CMSC 28000 — Lecture 8

Finite automata and regular expressions

Now, we complete the characterization by showing the other direction: that the language of any DFA is regular. We will do this by showing that we can take any DFA and construct a regular expression that recognizes the same language.

Theorem 8.1. Let $A$ be a DFA. Then there exists a regular expression $R$ such that $L(R) = L(A)$.

Proof. Let $A = (Q,\Sigma,\delta,q_0,F)$ and without loss of generality, let $Q = \{1,2,\dots,n\}$. For every pair of states $p,q \in Q$ and integer $k \leq n$, we define the language $L_{p,q}^k$ to be the language of words for which there is a path from $p$ to $q$ in $A$ consisting only of states $\leq k$. In other words, if $w$ is in $L_{p,q}^k$, then for every factorization $w = uv$, we have $\delta(p,u) = r$ such that $r \leq k$ and $\delta(r,v) = q$.

We will show that every language $L_{p,q}^k$ can be defined by a regular expression $R_{p.q}^k$. We will show this by induction on $k$. The idea is that we will begin by building regular expressions for paths between states $p$ and $q$ with restrictions on the states that such paths may pass through and inductively build larger expressions from these paths until we acquire an expression that describes all paths through the DFA with no restrictions.

We begin with $k=0$. Since states are numbered $1$ through $n$, we have two cases:

There is no path from $p$ to $q$, in which case we have $L_{p,q}^0 = \{\varepsilon\}$.
There exists $a \in \Sigma$ with $\delta(p,a) = q$ in which case we have $L_{p,q} = \{a\}$ for each such transition.

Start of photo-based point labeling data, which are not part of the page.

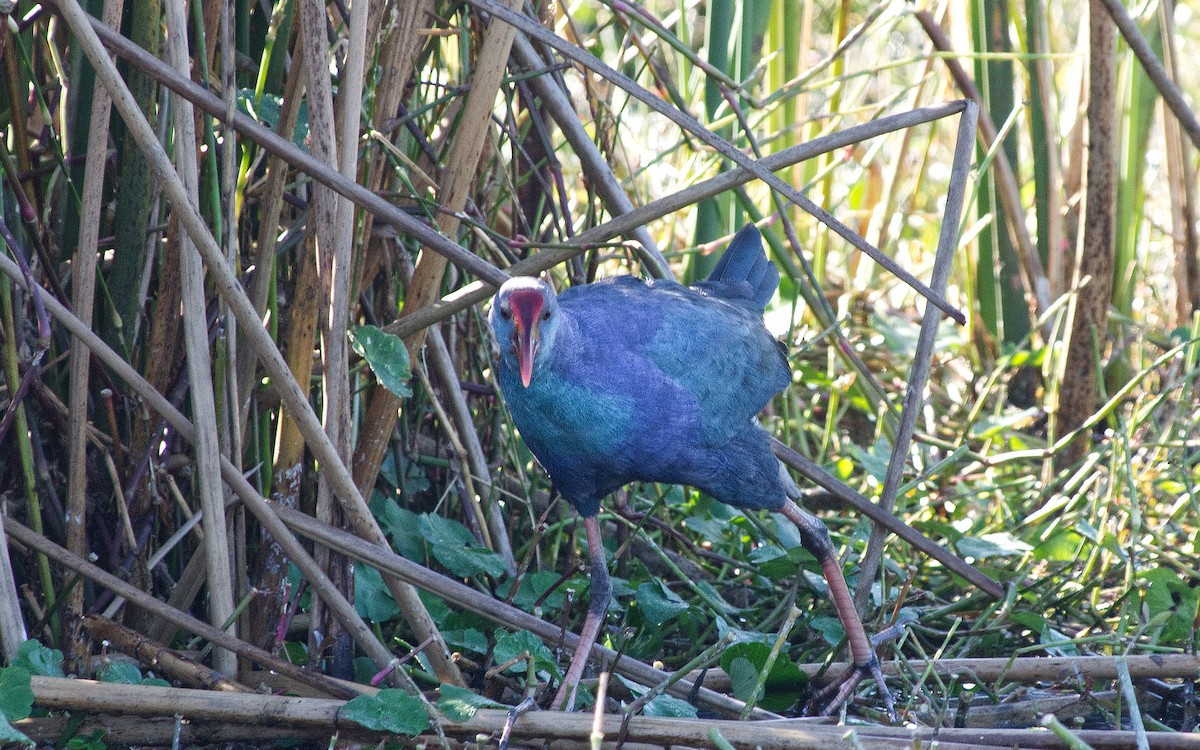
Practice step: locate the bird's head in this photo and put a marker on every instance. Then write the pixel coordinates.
(525, 318)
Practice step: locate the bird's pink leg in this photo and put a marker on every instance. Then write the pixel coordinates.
(599, 595)
(815, 538)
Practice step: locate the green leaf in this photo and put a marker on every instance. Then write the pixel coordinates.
(401, 525)
(533, 587)
(513, 645)
(1167, 594)
(39, 659)
(467, 640)
(389, 711)
(743, 677)
(387, 357)
(9, 735)
(121, 672)
(829, 628)
(1001, 544)
(460, 703)
(670, 707)
(372, 600)
(658, 603)
(16, 695)
(455, 547)
(1063, 545)
(784, 685)
(268, 113)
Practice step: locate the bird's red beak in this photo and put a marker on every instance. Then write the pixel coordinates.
(527, 306)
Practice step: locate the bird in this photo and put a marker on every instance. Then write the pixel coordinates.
(628, 381)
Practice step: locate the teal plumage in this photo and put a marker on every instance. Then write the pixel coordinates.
(652, 382)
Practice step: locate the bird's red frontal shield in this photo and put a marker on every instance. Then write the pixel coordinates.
(527, 306)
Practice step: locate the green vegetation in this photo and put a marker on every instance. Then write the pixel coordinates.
(341, 364)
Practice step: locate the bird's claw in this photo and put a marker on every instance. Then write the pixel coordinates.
(844, 689)
(515, 713)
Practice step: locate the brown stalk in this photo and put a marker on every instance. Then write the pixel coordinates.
(455, 186)
(331, 249)
(1089, 327)
(199, 373)
(165, 661)
(217, 636)
(227, 283)
(305, 715)
(240, 486)
(269, 569)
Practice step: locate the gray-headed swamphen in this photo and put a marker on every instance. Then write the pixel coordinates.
(627, 381)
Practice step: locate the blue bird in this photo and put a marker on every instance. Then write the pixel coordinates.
(627, 381)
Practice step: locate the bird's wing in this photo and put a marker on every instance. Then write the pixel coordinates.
(670, 343)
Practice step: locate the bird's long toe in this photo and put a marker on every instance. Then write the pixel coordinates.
(831, 699)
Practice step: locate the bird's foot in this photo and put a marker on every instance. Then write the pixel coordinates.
(844, 689)
(515, 713)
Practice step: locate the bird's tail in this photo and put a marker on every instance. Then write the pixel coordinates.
(744, 264)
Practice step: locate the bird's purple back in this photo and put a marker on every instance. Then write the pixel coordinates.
(658, 382)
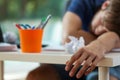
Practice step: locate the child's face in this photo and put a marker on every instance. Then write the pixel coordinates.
(98, 25)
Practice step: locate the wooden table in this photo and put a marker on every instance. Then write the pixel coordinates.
(58, 57)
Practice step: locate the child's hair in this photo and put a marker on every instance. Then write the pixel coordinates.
(112, 16)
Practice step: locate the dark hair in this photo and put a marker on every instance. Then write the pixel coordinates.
(112, 17)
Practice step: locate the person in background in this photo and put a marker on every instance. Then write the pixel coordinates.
(1, 35)
(84, 18)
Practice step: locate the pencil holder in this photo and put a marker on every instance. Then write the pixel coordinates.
(31, 40)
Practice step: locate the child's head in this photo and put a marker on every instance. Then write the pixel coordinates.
(108, 18)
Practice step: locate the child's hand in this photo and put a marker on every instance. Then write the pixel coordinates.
(89, 56)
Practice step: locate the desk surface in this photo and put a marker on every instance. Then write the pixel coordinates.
(56, 57)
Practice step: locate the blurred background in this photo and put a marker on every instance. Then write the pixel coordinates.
(30, 12)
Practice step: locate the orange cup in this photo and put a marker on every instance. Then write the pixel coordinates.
(31, 40)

For our inductive step, we consider the language $L_{p,q}^k$ and assume that there exist regular expressions $R_{p,q}^{k-1}$ for languages $L_{p,q}^{k-1}$. Then we have $$L_{p,q}^k = L_{p,q}^{k-1} \cup L_{p,k}^{k-1} (L_{k,k}^{k-1})^* L_{k,q}^{k-1}.$$ This language expresses one of two possibilities for words traveling on paths between $p$ and $q$. First, if $w \in L_{p,q}^{k-1}$, then $w$ does not travel through any state $k$ or greater between $p$ and $q$.

The other term of the union consists of words $w$ which travel through $k$. The language $L_{p,k}^{k-1}$ is the set of words travelling from $p$ to $k$ restricted to states $\leq k-1$ and the language $L_{k,q}^{k-1}$ is the set of words travelling from $k$ to $q$ restricted to states $\leq k-1$. In between these two languages is $L_{k,k}^{k-1}$, which is the set of words travelling from $k$ back to $k$ without going to any state greater than $k-1$.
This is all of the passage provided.